Friday, October 28, 2005

FBI Slapdown

The FBI has once again shown that it is perfectly willing to cross Constitutional lines when it comes to domestic spying. In this case, it involves the use of cellular phones as tracking devices.

The FBI may not track the locations of cell phone users without showing evidence that a crime occurred or is in progress, two federal judges ruled, saying that to do so would violate long-established privacy protections.

In separate rulings over the past two weeks, judges in Texas and New York denied FBI requests for court orders that would have forced wireless carriers to continuously reveal the location of a suspect's cell phone as part of an ongoing investigation. Other judges have allowed the practice in other jurisdictions, but the recent rulings could change that.

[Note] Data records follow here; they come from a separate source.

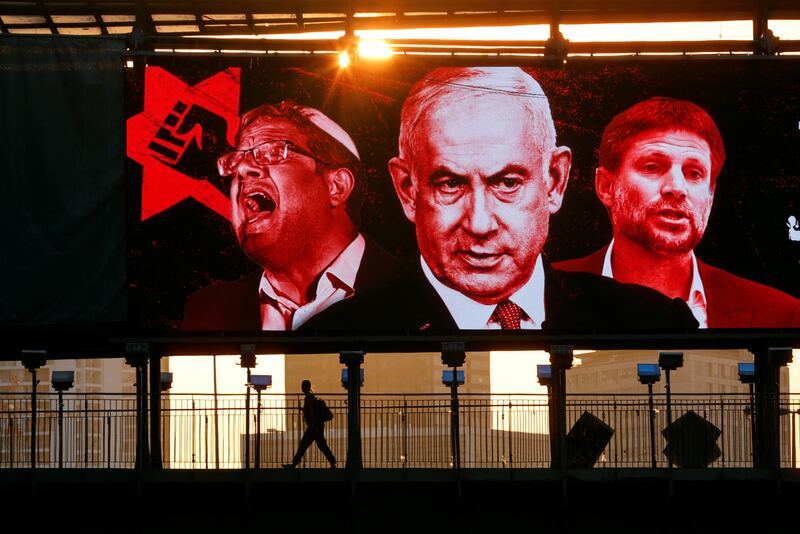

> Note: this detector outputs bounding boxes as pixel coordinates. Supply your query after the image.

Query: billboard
[127,57,800,339]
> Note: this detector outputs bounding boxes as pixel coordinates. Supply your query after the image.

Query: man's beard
[611,192,709,256]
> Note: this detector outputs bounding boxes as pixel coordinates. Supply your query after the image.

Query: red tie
[492,300,522,330]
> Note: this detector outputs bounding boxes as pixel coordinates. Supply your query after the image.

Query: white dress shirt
[602,239,708,328]
[258,234,365,330]
[421,255,546,329]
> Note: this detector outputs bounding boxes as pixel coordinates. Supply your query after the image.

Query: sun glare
[337,49,351,68]
[358,39,393,59]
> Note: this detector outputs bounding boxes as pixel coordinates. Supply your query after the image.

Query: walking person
[284,379,337,468]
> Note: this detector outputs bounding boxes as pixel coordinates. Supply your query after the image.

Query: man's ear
[595,166,614,209]
[325,168,355,208]
[546,146,572,214]
[388,156,417,223]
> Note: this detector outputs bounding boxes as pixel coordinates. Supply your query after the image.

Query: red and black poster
[125,56,800,337]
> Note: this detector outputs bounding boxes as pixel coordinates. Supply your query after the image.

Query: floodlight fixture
[537,364,552,387]
[341,368,365,390]
[239,344,257,369]
[442,369,465,387]
[21,349,46,372]
[249,374,272,392]
[160,372,173,392]
[658,351,684,371]
[441,341,466,368]
[738,362,755,384]
[124,343,148,367]
[51,370,74,392]
[637,364,661,385]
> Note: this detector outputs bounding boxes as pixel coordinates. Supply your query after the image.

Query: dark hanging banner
[0,35,126,325]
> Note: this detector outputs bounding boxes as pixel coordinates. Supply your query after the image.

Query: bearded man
[555,97,800,328]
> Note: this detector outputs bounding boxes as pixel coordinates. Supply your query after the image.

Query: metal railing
[1,392,798,469]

The rulings come as controversy mounts over the federal government's ability to conduct domestic surveillance. Privacy advocates continue to criticize the Patriot Act, enacted after the Sept. 11, 2001, terrorist attacks. That law broadened the powers of law enforcement to monitor citizens under suspicion of terrorist activity.

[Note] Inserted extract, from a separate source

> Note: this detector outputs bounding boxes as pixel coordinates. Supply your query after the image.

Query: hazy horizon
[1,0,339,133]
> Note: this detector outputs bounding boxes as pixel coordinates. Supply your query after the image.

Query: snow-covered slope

In the New York and Texas cases, the courts approved FBI requests for other information from the wireless carriers, including logs of numbers a cell phone user called and received calls from.

Court orders for that information require law enforcement agencies to show only that the information is relevant to an ongoing investigation.

But the FBI also sought cell-site locations, which the courts said amounted to the ability to monitor someone's movements. The judges ruled that such information requires law enforcement to show "probable cause" that a crime has been or is being committed.

That requirement, which also is required for a search warrant, is a long-standing legal mandate designed to protect against overzealous or improper investigations, both judges said.
[Emphasis added]

The FBI was certainly pushing the envelope on these cases, even if it did claim to be operating under the color of the Patriot Act. If the FBI or any other federal agency operating in the US believes a crime is about to be committed, judges are available continuously to review the evidence already gathered which would satisfy the 'probable cause' requirement. Yes, it's an extra step, but one that has long been recognized as important to the privacy and the freedom of even those under investigation. It's spelled out nicely in that pre-September 11 document, the US Constitution.

Kevin Bankston, staff counsel of the Electronic Frontier Foundation, a privacy advocacy group that filed court briefs opposing the government's position, said the framers of the Constitution recognized that sometimes, investigations might be slowed to preserve broader privacy rights.

He also said that the government's arguments make him wonder what other tactics the FBI is employing that might exceed legal authority.

Mr. Bankston expresses a concern that we all should have, especially in light of revelations that the FBI has rather frequently been unlawfully strolling through the Constitutional barriers to excessive police tactics.